I've taught sixth grade English my entire career, and in our district that's the first year of middle school. We know that the transition from elementary school can be rocky for students and parents alike, and I think we try hard to make it as smooth as possible. The most common bump in the road is when a student has difficulty negotiating the organizational demands of seven subjects with seven different teachers. It's only to be expected.
A parent-teacher conference that includes the student is usually one of the interventions we use, and so, I've been in a lot those over the last 15 years. They can be emotional. Some parents are very defensive; they feel like they are in trouble.

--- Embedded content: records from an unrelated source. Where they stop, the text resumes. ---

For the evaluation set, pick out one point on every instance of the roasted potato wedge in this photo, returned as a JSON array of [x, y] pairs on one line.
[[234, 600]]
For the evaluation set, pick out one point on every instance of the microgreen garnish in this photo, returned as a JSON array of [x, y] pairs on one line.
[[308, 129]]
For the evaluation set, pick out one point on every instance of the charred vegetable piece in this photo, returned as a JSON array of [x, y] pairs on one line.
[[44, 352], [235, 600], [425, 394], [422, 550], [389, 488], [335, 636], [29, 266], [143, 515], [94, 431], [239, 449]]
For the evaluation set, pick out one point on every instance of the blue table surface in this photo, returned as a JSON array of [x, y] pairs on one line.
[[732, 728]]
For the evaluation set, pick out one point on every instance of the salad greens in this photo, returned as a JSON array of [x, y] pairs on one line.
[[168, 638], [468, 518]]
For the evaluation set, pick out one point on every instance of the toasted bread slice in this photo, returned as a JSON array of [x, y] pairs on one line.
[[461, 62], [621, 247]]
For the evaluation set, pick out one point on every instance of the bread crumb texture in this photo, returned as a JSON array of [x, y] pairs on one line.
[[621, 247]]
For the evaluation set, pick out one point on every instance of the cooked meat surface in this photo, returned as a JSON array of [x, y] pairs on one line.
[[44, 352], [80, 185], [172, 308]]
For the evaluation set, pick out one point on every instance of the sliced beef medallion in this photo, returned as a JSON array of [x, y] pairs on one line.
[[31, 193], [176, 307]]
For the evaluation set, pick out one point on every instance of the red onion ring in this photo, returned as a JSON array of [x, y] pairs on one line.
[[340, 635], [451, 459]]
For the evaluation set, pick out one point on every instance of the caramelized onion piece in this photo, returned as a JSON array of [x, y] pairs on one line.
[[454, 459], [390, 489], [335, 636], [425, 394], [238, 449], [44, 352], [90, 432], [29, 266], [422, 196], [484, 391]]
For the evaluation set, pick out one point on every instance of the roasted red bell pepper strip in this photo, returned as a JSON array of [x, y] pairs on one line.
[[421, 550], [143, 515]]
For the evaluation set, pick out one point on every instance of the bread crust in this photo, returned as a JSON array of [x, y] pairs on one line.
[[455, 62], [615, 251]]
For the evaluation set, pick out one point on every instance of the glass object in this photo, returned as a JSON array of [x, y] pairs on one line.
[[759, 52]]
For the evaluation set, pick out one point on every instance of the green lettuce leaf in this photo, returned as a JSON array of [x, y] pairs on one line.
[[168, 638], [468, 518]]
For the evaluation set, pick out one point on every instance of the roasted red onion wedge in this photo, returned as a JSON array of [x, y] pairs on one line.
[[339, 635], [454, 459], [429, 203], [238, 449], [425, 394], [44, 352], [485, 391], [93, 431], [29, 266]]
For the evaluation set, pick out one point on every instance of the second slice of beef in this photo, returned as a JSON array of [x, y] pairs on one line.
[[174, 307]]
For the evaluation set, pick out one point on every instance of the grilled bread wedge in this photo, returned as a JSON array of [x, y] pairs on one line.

Others have been openly hostile toward us; some are furious at their children, and make a show of scolding and yelling; most are disappointed, but some are surprised, or frustrated, or all the way at their rope's end. Sometimes there are tears, usually from the student, but every now and then, the parents cry, too.

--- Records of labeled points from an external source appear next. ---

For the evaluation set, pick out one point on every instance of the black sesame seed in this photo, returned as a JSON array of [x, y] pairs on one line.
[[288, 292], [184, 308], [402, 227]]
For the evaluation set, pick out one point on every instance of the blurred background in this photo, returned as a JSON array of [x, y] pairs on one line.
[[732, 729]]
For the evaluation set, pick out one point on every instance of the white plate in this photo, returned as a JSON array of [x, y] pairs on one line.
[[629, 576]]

We had a marathon parent conference today: five teachers, one dad, 90 minutes. His son was present for the second half. This one started out with Dad pretty sure that the D's on the progress report were our fault or our error, but then it followed a narrative arc where his son's inattentativeness, irresponsiblity, and miscommunication were revealed. It ended with the student setting three goals for himself and the promise of a weekly phone report from school to Dad. We were all on the same side, working together to support the student and help him to be more successful. Nobody cried, and on the way out, the father turned to his son and, placing his huge hands on either side of the boy's head, pulled him close. They were forehead to forehead and eye to eye.